Pour évaluer des élèves il serait bon (voire utile) que le professionnel, lui-même ancien élève puis étudiant, puisse opérer une déconstruction de ses présupposés (Bourdieu et Passeron, 1966). L’évaluation des élèves n’a rien de scientifique et n’est en rien fondée sur la construction d’un acte professionnel. Or, l’enjeu est bien là, donner à l’évaluation un caractère professionnel. Pour le moment, cet acte oscille entre habitus et arrangements externes et internes (Merle, 2007). Donc, se défaire de ce que l’on croit connaitre de l’évaluation apparait comme une évidence, si l’on souhaite réellement limiter l’impact des différents biais. Je dis « limiter », car ne nous leurrons pas, il serait vain de croire que nous pourrions tous les neutraliser. Dans cette déconstruction, il est important que l’évaluateur oublie ce qu’il a pu lui-même vivre en tant qu’évalué.

Secundo, une rupture épistémologique, me semble inévitable, afin de comprendre clairement ce que nous faisons. D’après Bachelard, nous ne pouvons espérer être clair, sans nous obliger à comprendre ce que nous souhaitons faire « La pensée empirique est claire, après coup, quand l’appareil des raisons a été mis au point » (Bachelard, 1934 p.17). J’entends, sur ce point, que notre approche de l’évaluation des compétences ne prend que très rarement en compte les paradigmes dans lesquels ces compétences sont construites. Effectivement, dans le paradigme d’enseignement le temps est nettement segmenté et de là le temps dédié à l’évaluation occupe une position plus rigide, guidée par l’avancée de la leçon. Dans le paradigme d’apprentissage, les temps de travail et d’évaluation sont plus souples et s’articulent autour des progrès du sujet évalué (Tardif, 1998). Il s’avère important de raisonner l’acte d’évaluation, et non de se laisser guider par une mécanique.

Tertio, quand nous parlons de compétences une grande honnêteté serait de reconnaitre que le plus grand flou s’installe (Franchini, 2016). Nous parlons souvent d’évaluation par compétences. Ne serait-il pas plus juste (même si cette distinction lexicale apparait comme une coquetterie) de parler d’évaluation des compétences (Genelot et Cartière, 2015) ? De plus, sommes-nous toujours capables de reconnaitre la « situation » où s’exerce une compétence ? « Savoir faire du vélo » est une compétence. Mais comment juger des difficultés d’une compétence, dès que sont en jeu des situations modifiant la compétence observée, telle que « faire du vélo sur un chemin plat » ou « faire du vélo sur des pentes escarpées » ? Dans l’exemple donné ici, la modification de situation est grossièrement observable. Mais ce n’est pas toujours le cas. Parfois, certaines situations modifient l’équilibre émotionnel (à noter que la situation d’apprentissage modifie toujours cet équilibre en référence aux travaux de Piaget) et il devient difficile, pour l’évaluateur, de retenir la part nette de l’effet situationnel au regard de la compétence observée. A moins que dans le temps d’apprentissage, l’évaluateur ait prévu, pour l’évalué, un temps d’adaptation aux situations, et un temps de travail de la compétence avec appropriation de celle-ci en situation.

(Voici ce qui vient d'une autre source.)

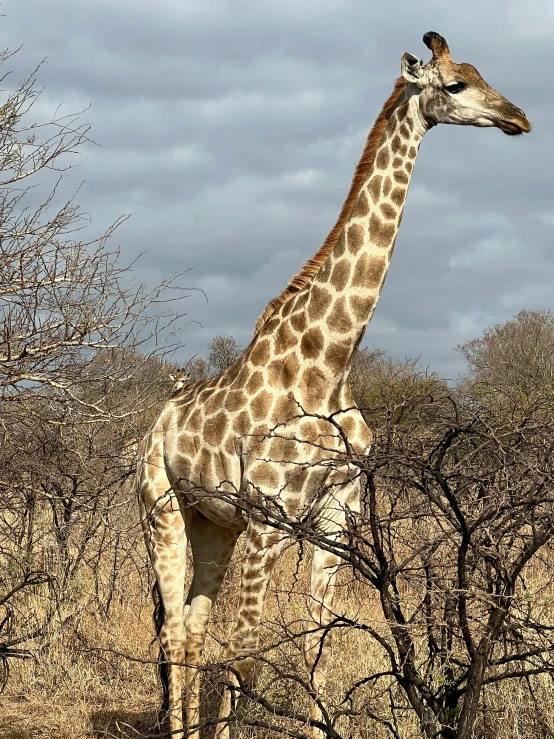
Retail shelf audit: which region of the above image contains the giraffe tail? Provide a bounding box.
[152,582,169,713]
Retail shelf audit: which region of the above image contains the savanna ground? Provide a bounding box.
[0,492,554,739]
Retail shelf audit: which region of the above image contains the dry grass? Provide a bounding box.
[0,536,554,739]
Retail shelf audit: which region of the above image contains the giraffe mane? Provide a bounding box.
[254,77,406,336]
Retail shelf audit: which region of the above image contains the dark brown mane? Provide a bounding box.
[254,77,406,336]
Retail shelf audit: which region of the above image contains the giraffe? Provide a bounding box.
[169,369,190,396]
[137,32,531,739]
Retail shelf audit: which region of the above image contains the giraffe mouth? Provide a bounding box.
[498,120,531,136]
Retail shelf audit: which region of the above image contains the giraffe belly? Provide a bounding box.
[165,454,247,531]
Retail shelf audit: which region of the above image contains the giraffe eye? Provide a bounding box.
[444,82,466,95]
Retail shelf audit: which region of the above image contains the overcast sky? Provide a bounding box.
[1,0,554,378]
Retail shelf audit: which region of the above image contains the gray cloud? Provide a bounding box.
[2,0,554,377]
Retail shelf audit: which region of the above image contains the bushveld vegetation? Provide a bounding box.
[0,43,554,739]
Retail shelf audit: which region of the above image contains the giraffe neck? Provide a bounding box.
[302,91,425,381]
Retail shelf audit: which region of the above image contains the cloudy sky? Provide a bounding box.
[5,0,554,377]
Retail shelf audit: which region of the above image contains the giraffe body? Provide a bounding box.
[137,33,530,739]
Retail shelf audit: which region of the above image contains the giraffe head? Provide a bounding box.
[402,31,531,136]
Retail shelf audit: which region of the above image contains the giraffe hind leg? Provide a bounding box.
[215,520,287,739]
[185,515,239,739]
[140,476,187,739]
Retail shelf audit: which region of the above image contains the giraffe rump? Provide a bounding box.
[254,77,406,336]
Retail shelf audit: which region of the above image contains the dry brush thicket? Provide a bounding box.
[0,40,554,739]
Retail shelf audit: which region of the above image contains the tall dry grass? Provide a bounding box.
[0,520,554,739]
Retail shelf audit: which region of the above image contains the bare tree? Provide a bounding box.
[0,43,185,684]
[208,336,242,375]
[458,310,554,404]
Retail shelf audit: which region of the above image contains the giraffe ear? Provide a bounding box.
[400,51,422,87]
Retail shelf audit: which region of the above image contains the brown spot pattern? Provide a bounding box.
[352,190,369,218]
[335,229,346,258]
[268,354,300,389]
[381,203,396,221]
[204,413,228,446]
[300,327,323,359]
[301,367,327,413]
[375,146,389,169]
[250,390,273,421]
[250,339,269,367]
[308,285,331,321]
[352,254,386,289]
[390,187,406,207]
[325,341,350,374]
[331,259,350,290]
[246,372,264,395]
[225,390,247,413]
[290,310,306,331]
[369,213,396,249]
[367,174,383,203]
[274,322,297,355]
[350,295,376,321]
[348,223,364,254]
[233,411,250,436]
[327,296,352,333]
[249,462,279,488]
[393,171,410,185]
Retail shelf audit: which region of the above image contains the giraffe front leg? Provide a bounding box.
[141,488,187,739]
[304,547,341,739]
[215,521,286,739]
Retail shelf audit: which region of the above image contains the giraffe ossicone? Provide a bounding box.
[137,32,531,739]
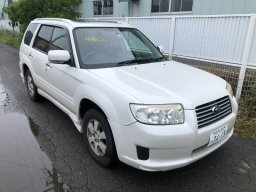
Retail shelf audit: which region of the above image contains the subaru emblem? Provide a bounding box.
[212,105,221,114]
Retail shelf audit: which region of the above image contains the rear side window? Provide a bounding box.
[24,23,38,45]
[33,25,54,53]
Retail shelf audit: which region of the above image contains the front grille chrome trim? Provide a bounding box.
[195,96,232,129]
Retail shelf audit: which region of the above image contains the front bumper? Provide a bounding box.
[109,98,237,171]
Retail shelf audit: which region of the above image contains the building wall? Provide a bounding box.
[75,0,256,18]
[193,0,256,15]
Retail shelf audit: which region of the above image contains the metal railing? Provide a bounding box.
[89,14,256,98]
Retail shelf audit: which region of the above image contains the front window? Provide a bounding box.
[74,28,165,68]
[93,0,113,16]
[151,0,193,13]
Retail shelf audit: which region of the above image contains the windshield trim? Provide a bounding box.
[72,26,167,69]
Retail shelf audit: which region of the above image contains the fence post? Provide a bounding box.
[125,17,129,23]
[168,17,176,58]
[236,14,256,100]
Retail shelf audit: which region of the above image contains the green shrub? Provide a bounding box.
[235,84,256,139]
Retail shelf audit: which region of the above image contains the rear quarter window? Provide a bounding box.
[24,23,38,45]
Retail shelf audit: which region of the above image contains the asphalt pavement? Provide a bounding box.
[0,44,256,192]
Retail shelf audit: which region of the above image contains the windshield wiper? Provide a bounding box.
[117,59,138,66]
[137,57,166,63]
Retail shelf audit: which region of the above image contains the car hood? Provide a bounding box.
[90,61,228,109]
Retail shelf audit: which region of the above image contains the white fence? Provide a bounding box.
[0,19,11,31]
[90,14,256,98]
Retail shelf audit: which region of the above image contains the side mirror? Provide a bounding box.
[48,50,70,64]
[157,45,164,53]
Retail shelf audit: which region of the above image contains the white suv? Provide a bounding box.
[19,19,238,171]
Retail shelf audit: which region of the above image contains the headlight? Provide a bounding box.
[226,83,234,97]
[130,104,184,125]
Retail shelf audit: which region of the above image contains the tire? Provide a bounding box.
[83,109,117,167]
[26,70,39,101]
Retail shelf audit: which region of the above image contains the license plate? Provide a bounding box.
[208,124,228,146]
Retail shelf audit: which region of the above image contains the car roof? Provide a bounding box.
[31,18,133,28]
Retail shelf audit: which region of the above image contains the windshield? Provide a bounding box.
[74,28,166,68]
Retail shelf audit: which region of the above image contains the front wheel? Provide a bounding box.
[83,109,117,167]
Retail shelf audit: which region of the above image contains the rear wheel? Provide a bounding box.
[83,109,117,167]
[26,70,39,101]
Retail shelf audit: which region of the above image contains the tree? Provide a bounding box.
[6,0,82,32]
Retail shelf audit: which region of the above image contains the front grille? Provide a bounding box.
[196,96,232,129]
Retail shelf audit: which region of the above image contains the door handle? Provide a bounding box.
[45,63,52,68]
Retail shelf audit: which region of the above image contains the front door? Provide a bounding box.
[32,26,76,112]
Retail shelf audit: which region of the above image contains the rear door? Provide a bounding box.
[29,25,54,91]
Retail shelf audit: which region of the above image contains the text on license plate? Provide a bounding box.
[208,124,228,146]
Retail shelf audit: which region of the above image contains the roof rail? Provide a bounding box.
[34,17,71,24]
[73,18,124,24]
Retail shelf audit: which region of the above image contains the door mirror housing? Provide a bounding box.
[48,50,71,64]
[157,45,164,53]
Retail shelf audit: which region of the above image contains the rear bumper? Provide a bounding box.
[109,96,237,171]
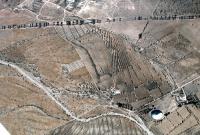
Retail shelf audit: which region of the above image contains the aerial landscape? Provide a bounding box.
[0,0,200,135]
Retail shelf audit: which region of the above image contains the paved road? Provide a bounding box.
[0,60,153,135]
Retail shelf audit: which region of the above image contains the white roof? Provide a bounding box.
[151,110,164,120]
[0,123,10,135]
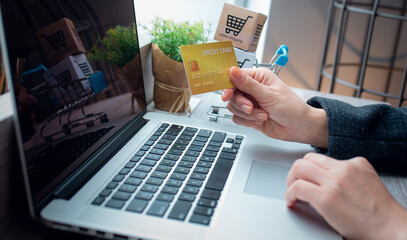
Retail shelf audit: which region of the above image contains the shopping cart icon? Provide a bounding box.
[237,58,250,68]
[41,30,66,51]
[225,14,253,36]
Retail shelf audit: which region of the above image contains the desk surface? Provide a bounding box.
[0,88,407,240]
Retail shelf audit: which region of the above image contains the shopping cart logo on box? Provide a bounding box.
[41,30,66,51]
[225,14,253,36]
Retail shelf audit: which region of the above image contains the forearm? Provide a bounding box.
[298,106,329,148]
[308,97,407,172]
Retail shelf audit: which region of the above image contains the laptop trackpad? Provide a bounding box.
[244,160,290,200]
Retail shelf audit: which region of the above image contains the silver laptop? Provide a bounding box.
[0,0,341,239]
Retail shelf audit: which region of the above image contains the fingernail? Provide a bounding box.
[230,66,242,78]
[253,121,264,125]
[241,105,252,114]
[256,113,267,120]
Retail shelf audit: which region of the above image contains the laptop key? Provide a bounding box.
[136,165,152,173]
[203,149,218,157]
[157,193,174,202]
[190,172,206,180]
[99,189,112,197]
[185,150,200,157]
[124,177,142,186]
[196,160,212,168]
[195,136,208,142]
[187,179,203,187]
[168,200,192,221]
[185,127,198,132]
[171,172,187,181]
[201,189,221,200]
[191,141,206,147]
[182,185,199,194]
[194,206,214,217]
[178,192,195,202]
[141,184,158,193]
[113,174,124,182]
[164,154,179,161]
[169,124,184,132]
[205,158,233,191]
[199,156,215,162]
[198,129,212,138]
[146,153,161,161]
[150,148,165,155]
[219,151,236,161]
[140,159,157,167]
[222,147,239,154]
[105,199,125,209]
[208,141,222,147]
[156,164,172,173]
[147,201,170,217]
[106,181,119,189]
[112,192,131,201]
[181,156,196,162]
[124,162,136,168]
[92,196,105,205]
[198,198,218,208]
[161,186,178,195]
[119,167,130,175]
[189,214,211,225]
[119,184,137,193]
[194,166,209,174]
[146,177,163,186]
[134,191,154,200]
[174,166,189,174]
[188,145,203,152]
[160,159,177,167]
[211,132,226,142]
[130,171,147,179]
[130,156,141,163]
[166,179,182,187]
[154,143,171,150]
[126,199,148,213]
[151,170,168,179]
[135,150,146,157]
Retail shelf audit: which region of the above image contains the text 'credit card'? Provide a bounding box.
[181,41,238,95]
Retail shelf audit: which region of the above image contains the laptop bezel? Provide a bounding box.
[0,1,147,220]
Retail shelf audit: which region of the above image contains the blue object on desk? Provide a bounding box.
[89,71,106,94]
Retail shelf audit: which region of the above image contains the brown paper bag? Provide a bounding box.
[116,55,145,114]
[152,44,191,113]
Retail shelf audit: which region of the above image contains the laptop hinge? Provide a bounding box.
[54,115,147,199]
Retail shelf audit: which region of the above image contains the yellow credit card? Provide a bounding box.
[181,41,238,95]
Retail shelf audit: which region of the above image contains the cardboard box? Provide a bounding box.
[45,53,94,105]
[214,3,267,52]
[36,18,86,66]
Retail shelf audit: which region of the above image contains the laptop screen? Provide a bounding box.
[1,0,146,208]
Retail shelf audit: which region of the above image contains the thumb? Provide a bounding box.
[229,67,267,98]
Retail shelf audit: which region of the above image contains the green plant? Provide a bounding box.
[145,18,210,62]
[88,25,139,68]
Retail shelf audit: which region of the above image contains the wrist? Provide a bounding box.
[303,106,329,148]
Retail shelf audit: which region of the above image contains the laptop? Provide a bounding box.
[0,0,341,239]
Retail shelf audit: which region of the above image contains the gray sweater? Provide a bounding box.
[307,97,407,173]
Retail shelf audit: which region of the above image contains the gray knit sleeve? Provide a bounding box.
[307,97,407,173]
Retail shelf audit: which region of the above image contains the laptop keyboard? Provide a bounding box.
[92,123,243,225]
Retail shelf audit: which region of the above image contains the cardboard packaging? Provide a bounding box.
[36,18,86,66]
[214,3,267,52]
[45,53,94,105]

Enfin, un dernier point me conduit au codage de l’évaluation. Aujourd’hui, nous pouvons constater une large confusion entre, acte d’évaluer et codage du résultat. Bien souvent les enseignants expliquent leur choix d’évaluation sans notes, par la décision d’une évaluation des compétences. Or, depuis 2005 (voire avant cette période, mais de façon non formelle) les enseignants ne doivent évaluer que des compétences (en référence au socle…même dans les programmes, les connaissances s’articulent grâce à des compétences). Nous pourrions donc dire qu’évaluer des compétences n’a aucun lien direct avec la présence ou l’absence de codage à l’évaluation. De plus, le codage utilisé peut prendre plusieurs formes : notes, smileys, couleurs, ceintures,…et le problème du sens donné aux évaluations provient davantage du codage utilisé, que de la compétence travaillée (rapport IGEN, 2013).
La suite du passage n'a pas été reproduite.